Procuradora do Estado participa de audiência sobre Projeto de privatização dos cartórios

13/11/2009



A procuradora do Estado Cláudia Magalhães Guerra, juntamente com representantes do Poder Judiciário, Ministério Público, Defensoria Pública, Ordem dos Advogados do Brasil (Bahia) e sindicatos, além de funcionários de cartórios da capital e interior do Estado participaram ontem (12), na sede da Assembléia Legislativa da Bahia, de uma discussão com deputados estaduais acerca do conteúdo do Projeto de Lei 18.324/2009, em tramitação na Casa.

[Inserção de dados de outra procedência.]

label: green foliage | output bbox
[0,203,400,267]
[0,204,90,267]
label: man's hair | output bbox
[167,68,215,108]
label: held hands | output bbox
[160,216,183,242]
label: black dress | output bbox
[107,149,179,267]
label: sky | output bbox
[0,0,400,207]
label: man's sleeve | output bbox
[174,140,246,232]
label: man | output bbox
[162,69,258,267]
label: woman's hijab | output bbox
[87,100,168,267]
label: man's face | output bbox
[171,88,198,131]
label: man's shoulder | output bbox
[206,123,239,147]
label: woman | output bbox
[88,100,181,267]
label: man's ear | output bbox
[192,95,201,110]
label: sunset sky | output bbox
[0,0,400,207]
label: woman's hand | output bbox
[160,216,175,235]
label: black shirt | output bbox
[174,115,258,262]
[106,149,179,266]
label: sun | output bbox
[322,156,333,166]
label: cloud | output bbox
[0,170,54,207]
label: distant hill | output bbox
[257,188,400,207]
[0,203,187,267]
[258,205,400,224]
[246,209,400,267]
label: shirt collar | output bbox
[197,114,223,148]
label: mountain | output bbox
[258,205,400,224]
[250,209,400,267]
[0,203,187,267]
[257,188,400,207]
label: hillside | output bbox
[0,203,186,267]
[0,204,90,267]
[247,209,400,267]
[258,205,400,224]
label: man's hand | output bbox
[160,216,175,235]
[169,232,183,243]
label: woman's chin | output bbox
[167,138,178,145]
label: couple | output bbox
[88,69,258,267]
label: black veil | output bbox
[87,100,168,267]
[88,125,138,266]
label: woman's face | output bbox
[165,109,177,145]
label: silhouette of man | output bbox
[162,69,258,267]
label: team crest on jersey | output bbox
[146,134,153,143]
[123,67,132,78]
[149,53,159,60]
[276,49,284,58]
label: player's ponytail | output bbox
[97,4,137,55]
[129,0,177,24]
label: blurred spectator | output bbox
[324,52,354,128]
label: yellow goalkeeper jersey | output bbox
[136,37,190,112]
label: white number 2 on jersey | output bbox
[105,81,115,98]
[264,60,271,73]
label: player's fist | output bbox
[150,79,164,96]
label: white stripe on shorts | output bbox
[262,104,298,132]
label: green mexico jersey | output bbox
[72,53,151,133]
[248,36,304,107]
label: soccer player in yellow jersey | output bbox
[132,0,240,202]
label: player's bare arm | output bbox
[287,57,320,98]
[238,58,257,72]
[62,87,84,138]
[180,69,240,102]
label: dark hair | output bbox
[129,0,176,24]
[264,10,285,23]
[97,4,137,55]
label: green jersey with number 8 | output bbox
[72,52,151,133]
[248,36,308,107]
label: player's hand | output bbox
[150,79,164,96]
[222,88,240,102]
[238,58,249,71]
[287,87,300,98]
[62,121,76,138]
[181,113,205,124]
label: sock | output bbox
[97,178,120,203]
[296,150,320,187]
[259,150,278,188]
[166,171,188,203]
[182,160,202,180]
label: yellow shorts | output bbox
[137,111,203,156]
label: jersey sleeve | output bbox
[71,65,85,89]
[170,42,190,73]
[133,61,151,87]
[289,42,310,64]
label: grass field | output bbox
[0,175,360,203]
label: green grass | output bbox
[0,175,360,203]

A proposição dispõe sobre as custas e taxas de serviços judiciais e emolumentos dos foros extrajudiciais, a privatização e as regras gerais de concurso público para ofícios extrajudiciais.

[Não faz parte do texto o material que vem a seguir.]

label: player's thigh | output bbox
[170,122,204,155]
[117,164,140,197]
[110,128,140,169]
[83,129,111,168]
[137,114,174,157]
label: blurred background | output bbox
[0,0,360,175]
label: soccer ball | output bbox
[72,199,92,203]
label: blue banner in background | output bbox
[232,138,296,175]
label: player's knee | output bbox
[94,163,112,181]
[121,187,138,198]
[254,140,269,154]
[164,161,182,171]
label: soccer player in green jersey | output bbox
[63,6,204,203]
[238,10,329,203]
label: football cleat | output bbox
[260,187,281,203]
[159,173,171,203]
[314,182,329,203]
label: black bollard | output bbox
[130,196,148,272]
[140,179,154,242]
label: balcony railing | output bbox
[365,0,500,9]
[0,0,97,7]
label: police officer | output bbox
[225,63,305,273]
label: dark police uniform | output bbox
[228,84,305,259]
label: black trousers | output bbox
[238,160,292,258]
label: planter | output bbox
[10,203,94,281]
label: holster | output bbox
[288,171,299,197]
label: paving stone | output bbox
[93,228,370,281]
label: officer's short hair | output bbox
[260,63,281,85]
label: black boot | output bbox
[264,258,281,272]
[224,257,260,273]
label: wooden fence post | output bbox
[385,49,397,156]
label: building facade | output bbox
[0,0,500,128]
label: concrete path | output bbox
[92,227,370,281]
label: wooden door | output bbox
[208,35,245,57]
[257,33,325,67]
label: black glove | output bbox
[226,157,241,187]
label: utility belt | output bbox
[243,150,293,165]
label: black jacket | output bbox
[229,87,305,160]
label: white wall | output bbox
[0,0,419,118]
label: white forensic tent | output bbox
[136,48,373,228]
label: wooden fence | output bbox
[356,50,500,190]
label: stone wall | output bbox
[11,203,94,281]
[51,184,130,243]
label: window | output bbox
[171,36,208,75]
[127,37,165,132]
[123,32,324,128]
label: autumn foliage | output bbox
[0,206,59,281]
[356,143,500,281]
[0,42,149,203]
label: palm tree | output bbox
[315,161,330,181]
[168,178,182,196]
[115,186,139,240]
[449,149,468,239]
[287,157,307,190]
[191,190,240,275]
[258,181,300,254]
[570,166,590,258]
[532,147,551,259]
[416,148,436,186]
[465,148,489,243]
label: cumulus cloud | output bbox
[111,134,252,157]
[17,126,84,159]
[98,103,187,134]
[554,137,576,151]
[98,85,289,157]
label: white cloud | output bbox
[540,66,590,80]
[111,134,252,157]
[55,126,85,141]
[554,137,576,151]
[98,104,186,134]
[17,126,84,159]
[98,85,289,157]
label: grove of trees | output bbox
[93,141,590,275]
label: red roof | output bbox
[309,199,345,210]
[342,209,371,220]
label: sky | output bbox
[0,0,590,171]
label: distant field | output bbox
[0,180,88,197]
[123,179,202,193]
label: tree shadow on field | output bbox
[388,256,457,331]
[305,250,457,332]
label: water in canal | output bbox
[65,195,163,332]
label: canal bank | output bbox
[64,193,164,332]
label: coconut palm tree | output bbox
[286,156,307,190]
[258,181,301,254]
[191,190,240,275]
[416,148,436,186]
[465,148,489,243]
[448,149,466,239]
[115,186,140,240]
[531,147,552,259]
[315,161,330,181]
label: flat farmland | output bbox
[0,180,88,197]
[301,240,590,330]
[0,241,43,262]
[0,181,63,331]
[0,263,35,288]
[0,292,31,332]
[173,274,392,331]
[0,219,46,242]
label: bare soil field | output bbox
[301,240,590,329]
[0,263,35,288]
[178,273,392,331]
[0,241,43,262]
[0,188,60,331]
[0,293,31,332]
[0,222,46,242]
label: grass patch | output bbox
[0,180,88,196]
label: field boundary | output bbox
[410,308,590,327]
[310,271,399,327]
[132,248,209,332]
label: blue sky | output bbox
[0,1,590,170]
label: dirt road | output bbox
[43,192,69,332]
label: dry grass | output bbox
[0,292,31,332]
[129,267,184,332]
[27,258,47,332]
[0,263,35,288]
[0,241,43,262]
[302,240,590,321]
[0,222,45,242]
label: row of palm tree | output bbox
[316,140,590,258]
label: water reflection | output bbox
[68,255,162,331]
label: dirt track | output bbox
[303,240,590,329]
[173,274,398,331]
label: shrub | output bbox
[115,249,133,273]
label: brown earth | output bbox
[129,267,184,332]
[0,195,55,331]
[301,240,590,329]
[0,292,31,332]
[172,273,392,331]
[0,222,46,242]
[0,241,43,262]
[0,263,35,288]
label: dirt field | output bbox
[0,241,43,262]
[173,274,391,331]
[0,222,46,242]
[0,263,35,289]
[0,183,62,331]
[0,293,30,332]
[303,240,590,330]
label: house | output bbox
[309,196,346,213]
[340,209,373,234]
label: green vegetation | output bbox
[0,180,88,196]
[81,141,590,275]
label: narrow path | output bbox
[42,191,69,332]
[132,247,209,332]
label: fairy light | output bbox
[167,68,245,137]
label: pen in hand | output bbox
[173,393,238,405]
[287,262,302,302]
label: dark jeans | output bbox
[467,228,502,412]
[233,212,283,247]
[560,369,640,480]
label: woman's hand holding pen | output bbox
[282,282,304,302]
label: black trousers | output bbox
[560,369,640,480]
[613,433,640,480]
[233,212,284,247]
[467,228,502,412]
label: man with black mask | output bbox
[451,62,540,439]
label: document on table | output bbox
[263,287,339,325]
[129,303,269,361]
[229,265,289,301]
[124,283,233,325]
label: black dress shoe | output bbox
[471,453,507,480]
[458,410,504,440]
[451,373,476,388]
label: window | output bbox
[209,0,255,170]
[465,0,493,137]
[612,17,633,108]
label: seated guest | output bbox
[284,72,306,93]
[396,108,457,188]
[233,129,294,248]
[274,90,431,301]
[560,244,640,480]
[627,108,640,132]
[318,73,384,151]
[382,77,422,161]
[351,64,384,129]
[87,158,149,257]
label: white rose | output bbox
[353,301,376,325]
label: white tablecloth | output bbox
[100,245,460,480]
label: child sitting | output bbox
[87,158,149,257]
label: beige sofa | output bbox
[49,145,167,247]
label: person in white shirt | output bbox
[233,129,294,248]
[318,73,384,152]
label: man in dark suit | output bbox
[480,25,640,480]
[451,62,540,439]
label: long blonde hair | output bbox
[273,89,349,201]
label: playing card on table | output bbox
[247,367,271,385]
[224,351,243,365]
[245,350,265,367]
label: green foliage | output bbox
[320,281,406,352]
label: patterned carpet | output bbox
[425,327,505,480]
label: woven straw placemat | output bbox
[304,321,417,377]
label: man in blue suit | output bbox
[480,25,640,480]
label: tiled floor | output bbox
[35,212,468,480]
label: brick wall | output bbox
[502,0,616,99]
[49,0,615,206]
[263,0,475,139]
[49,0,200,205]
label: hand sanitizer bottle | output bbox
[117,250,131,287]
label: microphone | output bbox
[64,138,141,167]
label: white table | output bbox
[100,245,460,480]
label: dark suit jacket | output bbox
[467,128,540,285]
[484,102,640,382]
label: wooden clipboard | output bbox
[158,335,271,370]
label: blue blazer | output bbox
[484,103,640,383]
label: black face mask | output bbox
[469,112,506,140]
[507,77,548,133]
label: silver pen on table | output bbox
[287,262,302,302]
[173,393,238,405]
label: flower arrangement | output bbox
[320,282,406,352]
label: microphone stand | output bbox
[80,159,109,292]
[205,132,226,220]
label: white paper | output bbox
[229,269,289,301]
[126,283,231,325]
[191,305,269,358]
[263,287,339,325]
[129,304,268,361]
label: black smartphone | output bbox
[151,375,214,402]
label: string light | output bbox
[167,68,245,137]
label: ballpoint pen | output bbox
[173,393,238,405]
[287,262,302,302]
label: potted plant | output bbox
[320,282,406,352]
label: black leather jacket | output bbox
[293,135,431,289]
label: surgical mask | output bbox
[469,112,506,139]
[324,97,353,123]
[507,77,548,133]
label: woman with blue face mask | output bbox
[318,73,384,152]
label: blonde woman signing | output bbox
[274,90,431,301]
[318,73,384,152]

Cláudia Guerra alertou para a necessidade de adequação das regras dos concursos para novas contratações nos cartórios àquelas já estabelecidas pela Lei Federal. A procuradora atentou ainda para os procedimentos relacionados à cobrança das custas processuais no caso da existência de um sistema híbrido entre cartórios oficiais e privados.

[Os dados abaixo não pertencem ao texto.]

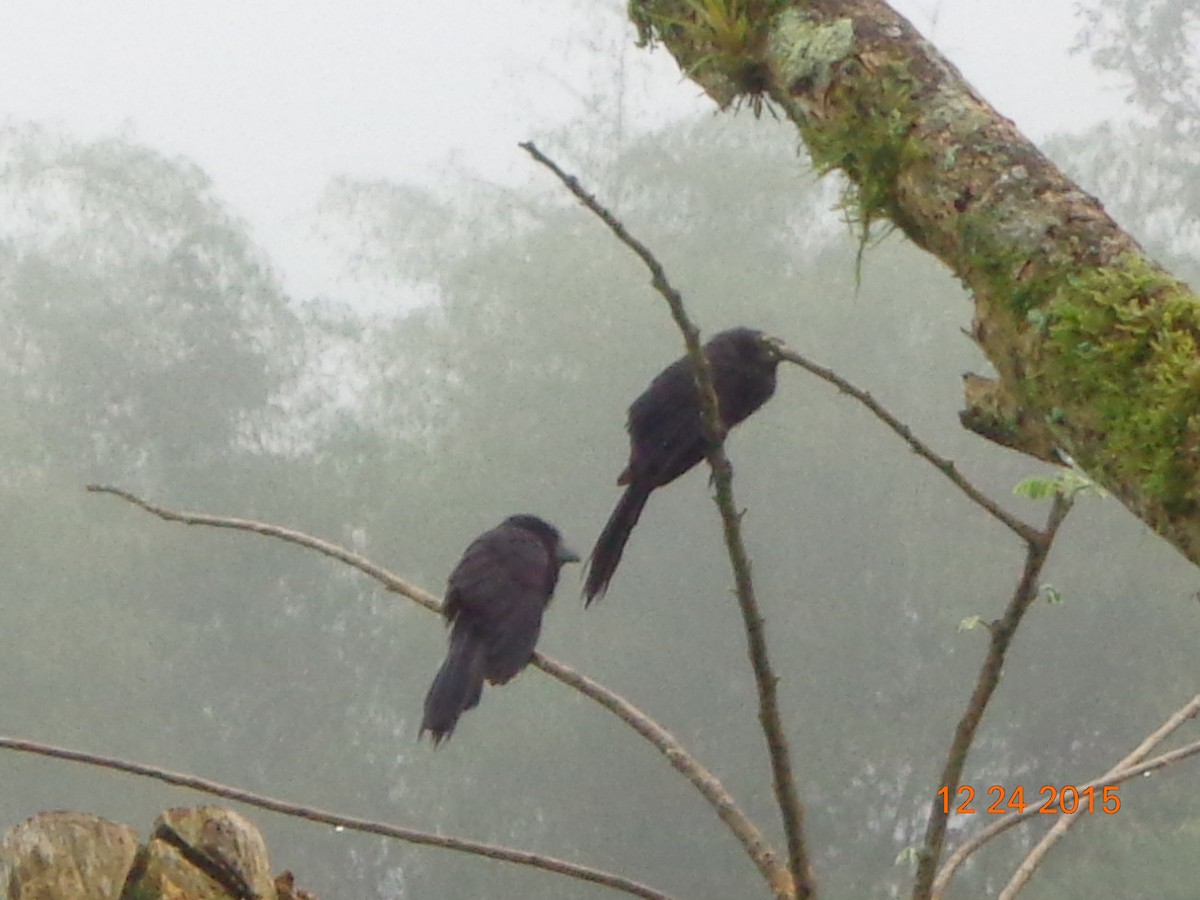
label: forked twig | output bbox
[930,694,1200,900]
[779,347,1038,544]
[88,485,782,881]
[521,143,816,899]
[912,494,1072,900]
[0,737,673,900]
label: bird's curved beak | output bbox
[761,335,792,360]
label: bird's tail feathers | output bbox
[418,626,487,746]
[583,484,650,605]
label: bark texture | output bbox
[630,0,1200,563]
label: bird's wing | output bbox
[446,526,554,684]
[622,358,704,486]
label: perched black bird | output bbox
[420,516,580,745]
[583,328,779,604]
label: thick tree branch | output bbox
[88,485,786,897]
[521,143,816,899]
[0,737,672,900]
[631,0,1200,571]
[912,494,1072,900]
[930,694,1200,900]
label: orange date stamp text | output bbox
[937,785,1121,816]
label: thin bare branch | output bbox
[521,143,816,900]
[912,494,1072,900]
[88,485,786,882]
[930,694,1200,900]
[998,696,1200,900]
[779,347,1038,544]
[0,737,673,900]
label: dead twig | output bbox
[521,143,816,900]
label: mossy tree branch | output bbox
[631,0,1200,571]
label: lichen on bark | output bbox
[631,0,1200,562]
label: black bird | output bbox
[583,328,779,604]
[420,515,580,746]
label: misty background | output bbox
[0,0,1200,900]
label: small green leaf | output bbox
[1013,475,1057,500]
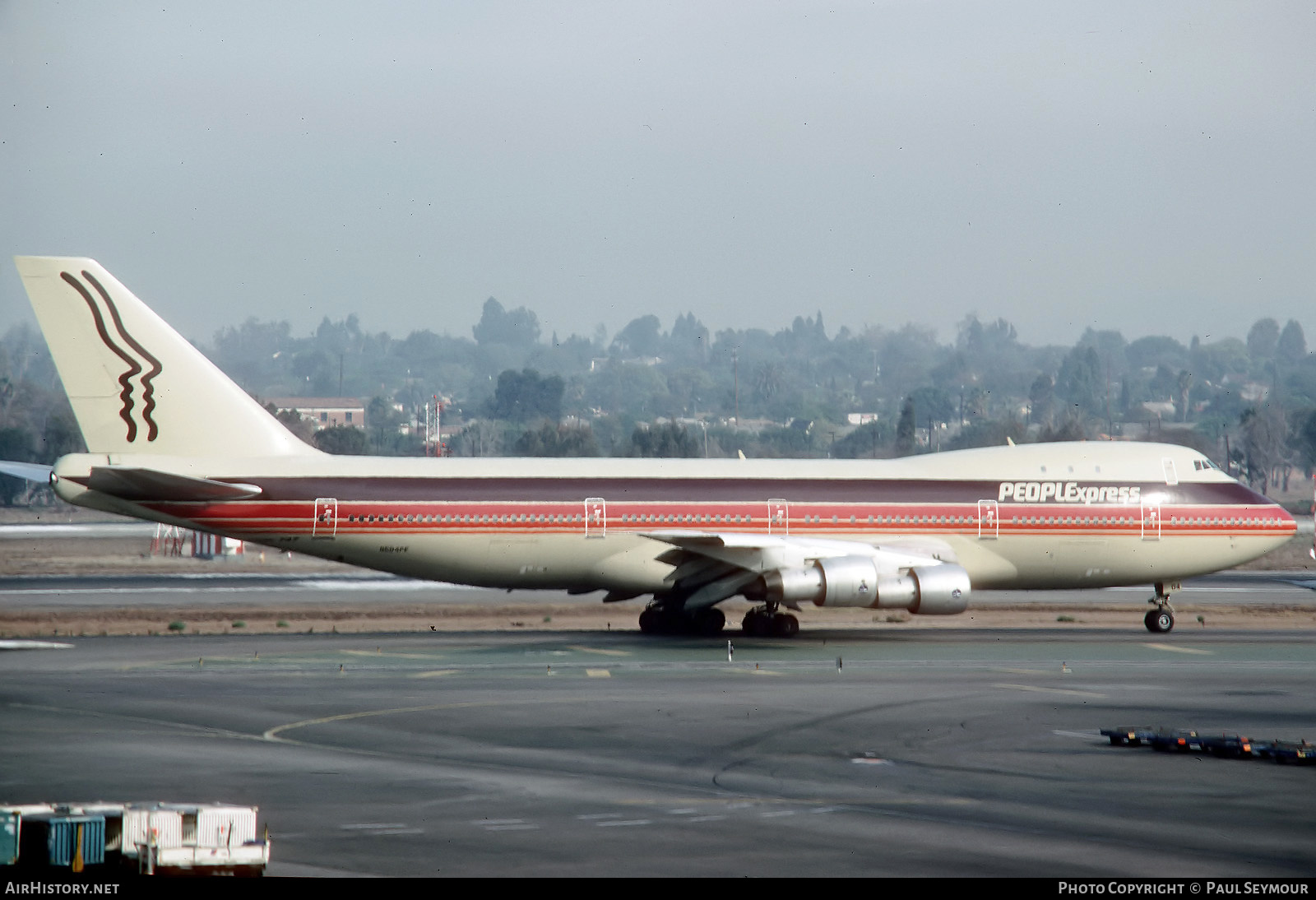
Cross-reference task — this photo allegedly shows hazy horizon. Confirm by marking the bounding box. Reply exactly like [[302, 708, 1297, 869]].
[[0, 0, 1316, 345]]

A discussão foi em forma de audiência pública, proposta pela Comissão de Constituição e Justiça (CCJ) da Assembleia Legislativa, sob a presidência do deputado Zé Neto. A quantidade de pessoas interessadas pelo debate foi tão grande que a audiência teve que ser transferida do plenarinho para a sala Luís Cabral, para receber confortavelmente os participantes.

"Este projeto chega a esta Casa neste momento com clima de muita indefinição", disse o presidente da comissão, deputado Zé Neto, ao defender a necessidade de uma discussão mais aprofundada sobre o tema. O parlamentar lembra que, para a aprovação da Lei de Organização do Judiciário (LOJ), foram necessários oito meses de debates.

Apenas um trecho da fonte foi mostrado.